La scintilla che ha fatto esplodere la protesta è la lettera del dirigente generale provinciale del Servizio istruzione Roberto Ceccato, secondo il quale l’assemblea sindacale non rispettava il «vigente Ccpl di comparto che prevede come la stessa debba svolgersi all'inizio o alla fine delle attività didattiche» e per questo la Provincia ha deciso di negare l'autorizzazione.
«É un comportamento inaccettabile - ha detto oggi in piazza Marcella Tomasi, segretaria provinciale Uil Fpl Enti locali - e per questo denunceremo questa Giunta e questo Dipartimento all'istruzione per atteggiamento anti-sindacale».

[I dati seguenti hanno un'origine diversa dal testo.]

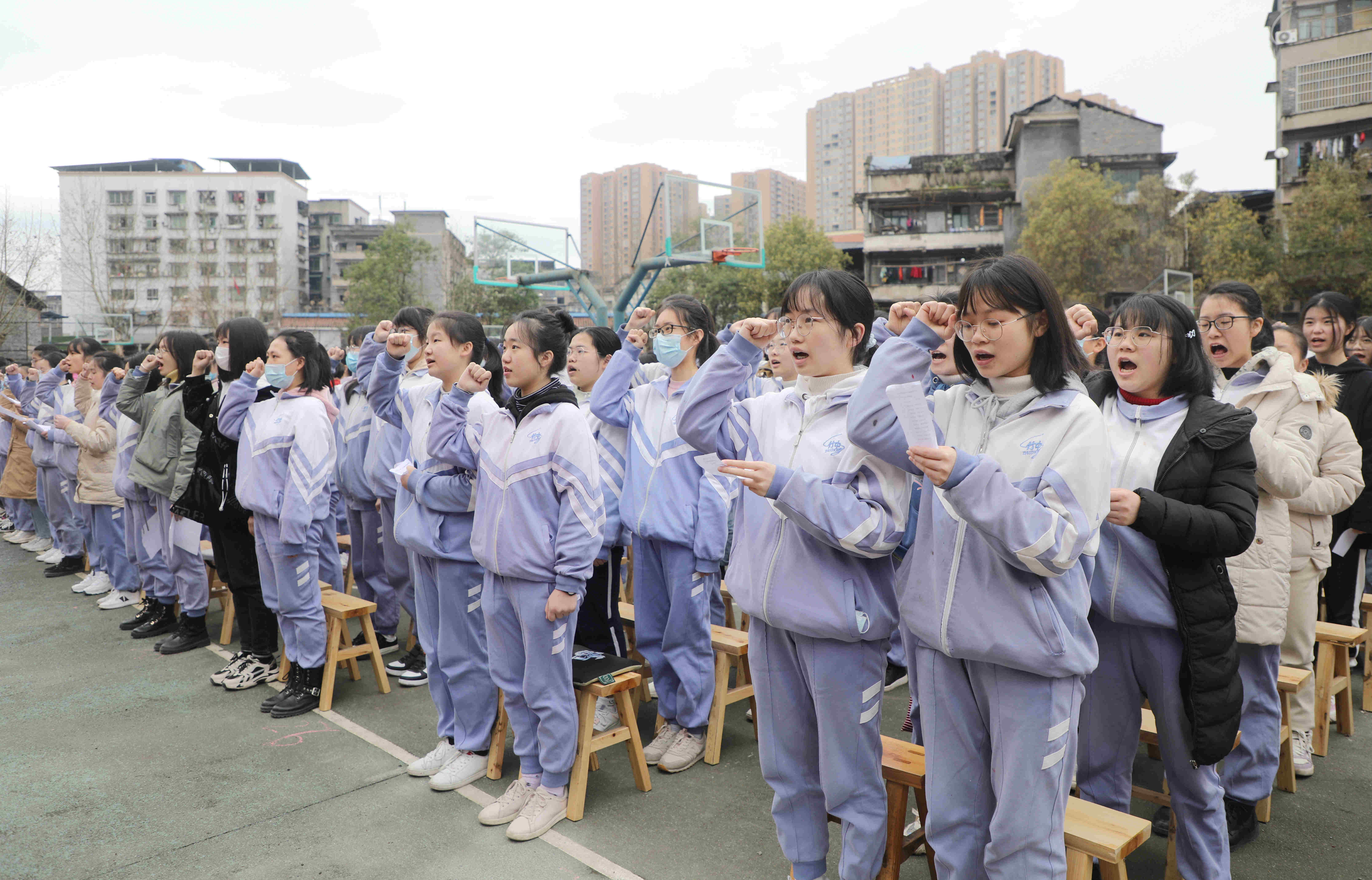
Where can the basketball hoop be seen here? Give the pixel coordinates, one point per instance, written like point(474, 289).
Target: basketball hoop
point(725, 253)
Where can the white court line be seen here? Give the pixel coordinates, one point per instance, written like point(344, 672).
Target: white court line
point(591, 859)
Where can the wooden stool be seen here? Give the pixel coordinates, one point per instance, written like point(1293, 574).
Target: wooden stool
point(219, 589)
point(1331, 677)
point(591, 741)
point(338, 610)
point(1290, 680)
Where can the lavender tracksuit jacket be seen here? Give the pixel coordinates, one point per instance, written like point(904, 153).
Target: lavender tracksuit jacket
point(814, 557)
point(540, 514)
point(1004, 558)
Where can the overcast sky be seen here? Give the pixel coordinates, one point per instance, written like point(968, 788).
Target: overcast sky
point(497, 109)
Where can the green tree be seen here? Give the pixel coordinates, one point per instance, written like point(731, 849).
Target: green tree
point(1076, 227)
point(389, 279)
point(1329, 234)
point(494, 305)
point(795, 246)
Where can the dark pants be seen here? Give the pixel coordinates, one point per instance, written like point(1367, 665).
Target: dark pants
point(599, 627)
point(235, 559)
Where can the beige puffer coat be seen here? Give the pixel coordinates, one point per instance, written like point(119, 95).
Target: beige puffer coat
point(1337, 485)
point(1286, 404)
point(97, 439)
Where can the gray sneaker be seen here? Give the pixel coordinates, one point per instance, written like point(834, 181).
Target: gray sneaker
point(666, 736)
point(685, 752)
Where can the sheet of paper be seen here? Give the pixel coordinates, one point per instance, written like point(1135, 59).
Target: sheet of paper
point(913, 410)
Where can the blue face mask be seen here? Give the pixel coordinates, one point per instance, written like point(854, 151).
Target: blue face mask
point(275, 374)
point(669, 351)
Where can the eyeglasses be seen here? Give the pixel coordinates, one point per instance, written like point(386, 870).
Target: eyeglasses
point(1138, 337)
point(990, 329)
point(1224, 322)
point(803, 326)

All'assemblea sindacale di oggi in Piazza Dante, non hanno potuto infatti partecipare le insegnanti dipendenti provinciali perché non autorizzate a lasciare il posto di lavoro e, di conseguenza, a godere dei basilari diritti sindacali. «Così viene negato un diritto costituzionale a tutte le insegnanti provinciali, e questo avrà delle conseguenze: siamo pronti a denunciare la Provincia».
Questa settimana, dunque, si profila decisiva per due motivi: da una parte i tempi per organizzare qualsiasi cosa sono strettissimi, dall'altra le posizioni sono sempre più inconciliabili e per il prolungamento è necessaria una delibera provinciale.
Martedì si sono mobilitati con un presidio Flc Cgil, Cisl Scuola e Satos, ribadendo che «l'apertura di 11 mesi, imposta dalla Giunta senza alcun confronto con sindacati e personale, non è una soluzione ma un provvedimento a spot». E questo perché «confonde la scuola con un servizio conciliativo, perché non allarga il discorso a tutti i bambini, e infine perché non permette di scegliere tra asilo e attività di gioco».
Per cercare di trovare una soluzione che rimetta al centro i bambini, le loro esigenze, e quelle delle loro famiglie, si sono mossi Cgil Cisl e Uil,che chiedono alla Giunta provinciale «che tutti i servizi di conciliazione estivi per la fascia 3-14 siano accessibili ad un costo massimo di 50 euro al mese. Lo stesso importo che verrebbe chiesto alle famiglie per portare i propri figli alla scuola dell'infanzia estiva».
«Bisogna trovare soluzioni oltre gli spot, stanziando risorse adeguate e tutelando la libertà di scelta - sostengono i tre segretari generali Andrea Grosselli, Michele Bezzi e Walter Alotti - Ci sono tredici milioni di euro disponibili sul capitolo famiglie e assegno unico che da maggio scorso giacciono non spesi, si possono utilizzare anche questi. Basta inserire il provvedimento nel disegno di legge della Giunta così come è stato fatto per l'apertura a luglio delle scuole dell'infanzia, nonostante la giusta contestazione dalle lavoratrici e dai lavoratori per le modalità con cui viene effettuata».
Riprendono i sindacati: «Il problema infatti non riguarda solo i bambini fino a 6 anni ed i loro genitori che sono i più penalizzati, visto che solo loro perdono il diritto ai buoni di servizio». Dopo aver bocciato l'emendamento di Segnana per stanziare 400 mila euro a sostegno dei servizi estivi, Cgil, Cisl e Uil auspicano un tavolo di confronto: «Quest'estate la Giunta ha scelto una via semplificatoria senza sbocchi. Da subito bisognerebbe invece aprire un tavolo serio di confronto con insegnanti, educatori, famiglie e sindacati per costruire soluzioni condivise che guardino al futuro».